When I began, I had a few things that I believed that I needed to be consistent. I believe, for example, that our fundamental relationship with the natural world is failing/flawed. So the next step was to figure out why. What is going on in our morality that would make what we're doing to the environment wrong?
I started with the idea that we're exploiting the natural world for our own benefit without benefiting the natural world at the same time. Whenever anything in the natural world works within its environment, it achieves a natural equilibrium with the surrounding habitat. (Yes, this sounds like The Matrix. Agent Smith is the man. Deal with it.) The species as a whole does its part to maintain itself, and the environment naturally corrects when things get out of balance. We've reached a point where we've so exploited the natural world that the natural world cannot self-correct. We are taking without giving back to the world around us. It was this realization that began to form the basis for my morality: anything that happens has to be mutually beneficial for those involved.
Obviously, anyone else can look at the natural world and pull a completely different morality from it. I feel comfortable with this idea because almost merely because I feel its a valid deduction, given what I see about our relationship to nature. However, that is the underlying assumption I use to try and build my morality.
By deciding on one underlying assumption upon which to build a morality, I hope to make what I feel is moral internally consistent, so I'm not unfairly applying different ideas to different situations, but ultimately, underlying all of it, I have to look at what is beneficial for those involved, and that's what I would like to choose as "right." What is "right" is really only relevant to the underlying assumptions of your world, your reality.
Most arguments will bottom out at certain assumptions, like my other assumption that people are responsible long-term for the results of their actions.
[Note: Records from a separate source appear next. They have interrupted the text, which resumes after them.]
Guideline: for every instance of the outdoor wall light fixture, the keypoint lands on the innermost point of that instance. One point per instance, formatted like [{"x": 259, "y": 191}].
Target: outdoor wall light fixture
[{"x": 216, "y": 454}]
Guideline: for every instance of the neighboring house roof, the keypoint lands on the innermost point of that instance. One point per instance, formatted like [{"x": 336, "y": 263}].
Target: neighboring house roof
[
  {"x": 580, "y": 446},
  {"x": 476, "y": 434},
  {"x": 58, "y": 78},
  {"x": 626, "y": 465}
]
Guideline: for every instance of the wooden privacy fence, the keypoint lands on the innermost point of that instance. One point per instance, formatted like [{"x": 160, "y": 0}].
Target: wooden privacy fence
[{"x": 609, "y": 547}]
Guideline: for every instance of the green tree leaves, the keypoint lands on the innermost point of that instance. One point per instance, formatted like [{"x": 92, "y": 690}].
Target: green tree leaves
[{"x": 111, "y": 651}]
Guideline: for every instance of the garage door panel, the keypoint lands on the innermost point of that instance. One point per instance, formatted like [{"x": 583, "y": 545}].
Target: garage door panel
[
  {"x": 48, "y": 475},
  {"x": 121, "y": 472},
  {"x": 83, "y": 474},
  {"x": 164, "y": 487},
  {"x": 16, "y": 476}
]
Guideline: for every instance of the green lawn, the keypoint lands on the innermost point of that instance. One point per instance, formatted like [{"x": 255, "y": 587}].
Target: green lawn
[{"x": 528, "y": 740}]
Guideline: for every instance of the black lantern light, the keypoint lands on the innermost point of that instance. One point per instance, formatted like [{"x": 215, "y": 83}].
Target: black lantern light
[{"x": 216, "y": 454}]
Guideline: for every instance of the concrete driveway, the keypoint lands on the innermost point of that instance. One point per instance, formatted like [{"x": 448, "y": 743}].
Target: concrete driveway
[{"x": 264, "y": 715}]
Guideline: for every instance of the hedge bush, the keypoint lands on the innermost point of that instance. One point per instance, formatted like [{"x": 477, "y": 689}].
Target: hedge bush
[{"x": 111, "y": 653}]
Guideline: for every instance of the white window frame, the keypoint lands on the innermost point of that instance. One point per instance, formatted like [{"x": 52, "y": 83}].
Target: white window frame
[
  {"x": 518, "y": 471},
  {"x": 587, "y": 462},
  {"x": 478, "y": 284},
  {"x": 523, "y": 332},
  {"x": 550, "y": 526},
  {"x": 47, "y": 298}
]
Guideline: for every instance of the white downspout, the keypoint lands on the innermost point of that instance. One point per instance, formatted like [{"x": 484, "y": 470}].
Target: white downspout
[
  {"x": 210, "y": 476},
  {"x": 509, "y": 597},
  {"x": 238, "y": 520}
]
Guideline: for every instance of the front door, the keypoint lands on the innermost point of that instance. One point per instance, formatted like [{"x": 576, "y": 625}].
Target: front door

The only way to really undermine these assumptions is to draw out their implications through analogy or "reductio ad absurdum." Or maybe try and get at other ideas and thoughts that they have, and point out internal contradictions. These are all rather weak techniques unfortunately, and if the person you're arguing with has pondered his or her set of ideas, you may find yourself hitting a brick wall. However, the initial idea of breaking down what assumptions they're working with and deciding if they make sense is the best way to proceed when making an argument.
(As an aside, as you're trying to break down an argument to its fundamental assumptions, give away as little of your own position and assumptions as possible. The less your opponent has to work with, the better position you are in. You can also seek to redefine the debate so that you're working with material that suits your argument. These are both useful debate tactics. However, the purpose of this was to ponder what underlying assumptions are useful or "true", in some sense of the word, and to talk about how I built my morality.)